Cramps - Difficult problem with evolving solutions
Many athletes suffer from cramping, during or after exercise or sports competition. There appears to be a genetic or anatomical predisposition to cramping: some athletes are simply more susceptible to cramps, while others never suffer from the problem.
Research has yet to determine the exact cause(s) of cramping. At one time, dehydration was considered a leading candidate. However, recent research suggests that muscle fatigue is a much more significant - and perhaps the only - factor in cramping. This makes sense: if dehydration were the main factor, then ALL muscles would start cramping at the end of long endurance events, especially in the heat.
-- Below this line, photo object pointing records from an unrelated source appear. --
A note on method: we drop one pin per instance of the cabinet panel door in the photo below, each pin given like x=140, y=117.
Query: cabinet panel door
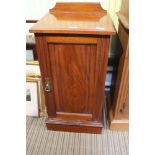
x=72, y=69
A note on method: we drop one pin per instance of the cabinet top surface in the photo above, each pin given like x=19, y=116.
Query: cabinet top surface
x=75, y=18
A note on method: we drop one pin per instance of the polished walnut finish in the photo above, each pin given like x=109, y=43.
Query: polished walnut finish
x=73, y=56
x=119, y=110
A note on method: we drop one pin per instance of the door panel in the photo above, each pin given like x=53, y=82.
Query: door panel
x=72, y=68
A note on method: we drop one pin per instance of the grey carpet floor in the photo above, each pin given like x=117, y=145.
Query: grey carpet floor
x=40, y=141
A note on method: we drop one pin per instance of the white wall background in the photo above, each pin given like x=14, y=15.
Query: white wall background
x=37, y=8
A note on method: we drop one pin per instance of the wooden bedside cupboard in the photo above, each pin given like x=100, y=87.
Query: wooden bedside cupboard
x=72, y=42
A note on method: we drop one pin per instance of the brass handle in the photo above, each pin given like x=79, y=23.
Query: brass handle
x=47, y=85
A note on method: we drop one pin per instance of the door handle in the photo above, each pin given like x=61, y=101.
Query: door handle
x=47, y=85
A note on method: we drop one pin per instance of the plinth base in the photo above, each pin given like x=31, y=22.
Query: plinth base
x=74, y=126
x=114, y=123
However, cramps almost always occur in the working muscles; for triathletes, these are usually the thighs and calves in cycling and running.
An alternative theory has been proposed for cramping. Although there is not yet enough research to prove it correct, it seems to fit with empirical evidence and may hold some clues to successful treatment. First, we know that cramping involves the firing of the reflex motor nerves that control muscle contraction. Second, there are reflex nerves that control muscle relaxation as well as those which control muscle contraction. The new theory posits that, as muscles fatigue after repeated contraction/relaxation cycles, the nerves controlling contraction become hyperactive in an effort to prevent over-stretching of the muscle fibers. That is when contraction becomes involuntary - the muscle "cramps." Based on this theory, as well as field experience and anecdotal evidence, here are the best current strategies for trying to control cramping:
1. Energy replenishment may be more important than just hydration during endurance events. Make sure to take in enough carbohydrates to keep the muscles fueled.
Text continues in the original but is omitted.